Note that the MsBackendMgf
exports all spectra variables
as fields in the mgf file. To illustrate this we add below a new spectra
variable to the object and export the data.
sps$new_variable <- "A"
export(sps, backend = MsBackendMgf(), file = fl)
readLines(fl)[1:12]
## [1] "BEGIN IONS"
## [2] "TITLE=msLevel 2; retentionTime ; scanNum "
## [3] "msLevel=2"
## [4] "RTINSECONDS=1028"
## [5] "SCANS=2162"
## [6] "centroided=TRUE"
## [7] "PEPMASS=816.33826"
## [8] "CHARGE=2+"
## [9] "spectrumName=File193 Spectrum1719 scans: 2162"
## [10] "new_variable=A"
## [11] "102.0548 753.738"
## [12] "103.00494 385.376"
We can see that also our newly defined variable was exported. Also,
because we did not provide our custom variable mapping this time, the
variable "spectrumName"
was not used as
the spectrum’s title.
Sometimes it might be required to not export all spectra variables
since some exported fields might not be recognized/supported by external
tools. Using the selectSpectraVariables()
function we can
reduce our Spectra
object to export to contain only
relevant spectra variables. Below we restrict the data to only m/z,
intensity, retention time, acquisition number, precursor m/z and
precursor charge and export these to an MGF file. Also, some external
tools don’t support the "TITLE"
field in the MGF file. To
disable export of the spectrum ID/title exportTitle = FALSE
can be used.
sps_ex <- selectSpectraVariables(sps, c("mz", "intensity", "rtime",
"acquisitionNum", "precursorMz",
"precursorCharge"))
export(sps_ex, backend = MsBackendMgf(), file = fl, exportTitle = FALSE)
readLines(fl)[1:12]
## [1] "BEGIN IONS" "RTINSECONDS=1028" "SCANS=2162"
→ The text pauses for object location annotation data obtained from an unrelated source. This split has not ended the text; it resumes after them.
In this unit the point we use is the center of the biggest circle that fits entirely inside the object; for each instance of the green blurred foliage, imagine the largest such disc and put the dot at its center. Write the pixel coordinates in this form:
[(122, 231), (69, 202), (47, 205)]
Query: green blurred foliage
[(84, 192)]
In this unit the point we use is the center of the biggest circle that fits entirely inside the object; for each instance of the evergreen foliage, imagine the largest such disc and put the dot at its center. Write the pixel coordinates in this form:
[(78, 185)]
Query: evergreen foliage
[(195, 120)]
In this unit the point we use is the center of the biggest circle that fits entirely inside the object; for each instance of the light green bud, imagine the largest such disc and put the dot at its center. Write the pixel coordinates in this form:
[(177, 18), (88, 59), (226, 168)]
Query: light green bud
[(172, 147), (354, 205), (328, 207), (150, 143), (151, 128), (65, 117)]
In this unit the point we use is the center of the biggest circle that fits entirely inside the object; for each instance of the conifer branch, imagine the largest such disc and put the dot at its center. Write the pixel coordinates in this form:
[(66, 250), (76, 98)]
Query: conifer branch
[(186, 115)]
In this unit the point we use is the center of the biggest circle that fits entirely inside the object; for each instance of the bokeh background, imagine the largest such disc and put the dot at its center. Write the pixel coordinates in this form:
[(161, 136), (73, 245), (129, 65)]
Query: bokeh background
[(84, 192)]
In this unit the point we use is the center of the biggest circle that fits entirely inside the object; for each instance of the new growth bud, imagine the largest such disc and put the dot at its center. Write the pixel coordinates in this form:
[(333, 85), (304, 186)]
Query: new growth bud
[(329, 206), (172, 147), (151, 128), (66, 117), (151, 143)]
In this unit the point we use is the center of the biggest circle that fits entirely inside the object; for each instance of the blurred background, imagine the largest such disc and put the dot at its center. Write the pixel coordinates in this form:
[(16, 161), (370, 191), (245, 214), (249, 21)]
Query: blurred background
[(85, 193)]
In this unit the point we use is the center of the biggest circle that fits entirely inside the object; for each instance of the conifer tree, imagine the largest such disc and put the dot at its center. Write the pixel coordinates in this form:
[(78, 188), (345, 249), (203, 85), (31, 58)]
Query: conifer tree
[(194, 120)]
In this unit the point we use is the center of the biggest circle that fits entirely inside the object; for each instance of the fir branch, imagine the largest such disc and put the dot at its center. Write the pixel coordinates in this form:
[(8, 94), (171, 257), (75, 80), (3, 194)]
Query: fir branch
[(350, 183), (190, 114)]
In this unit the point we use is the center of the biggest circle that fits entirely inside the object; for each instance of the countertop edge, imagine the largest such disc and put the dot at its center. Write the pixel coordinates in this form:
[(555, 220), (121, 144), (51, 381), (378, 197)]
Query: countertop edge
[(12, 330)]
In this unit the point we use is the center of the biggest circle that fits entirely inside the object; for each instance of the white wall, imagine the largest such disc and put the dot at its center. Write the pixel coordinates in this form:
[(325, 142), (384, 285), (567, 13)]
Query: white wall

## [4] "PEPMASS=816.33826" "CHARGE=2+" "102.0548 753.738"
## [7] "103.00494 385.376" "103.03531 315.441" "115.05001 413.206"
## [10] "115.08686 588.273" "120.08063 800.016" "124.10555 526.761"
Annotated MGF files
Variants of MGF files can also contain annotations for the individual
mass peaks. These files are expected to contain one line per mass peak,
with the first two elements being the mass peak’s m/z and
intensity values. All (eventually present) additional elements are
considered annotations. The MsBackendAnnotatedMgf
backend can be used to import and represent such files. Below we read
the first 10 lines of an example annotated MGF file.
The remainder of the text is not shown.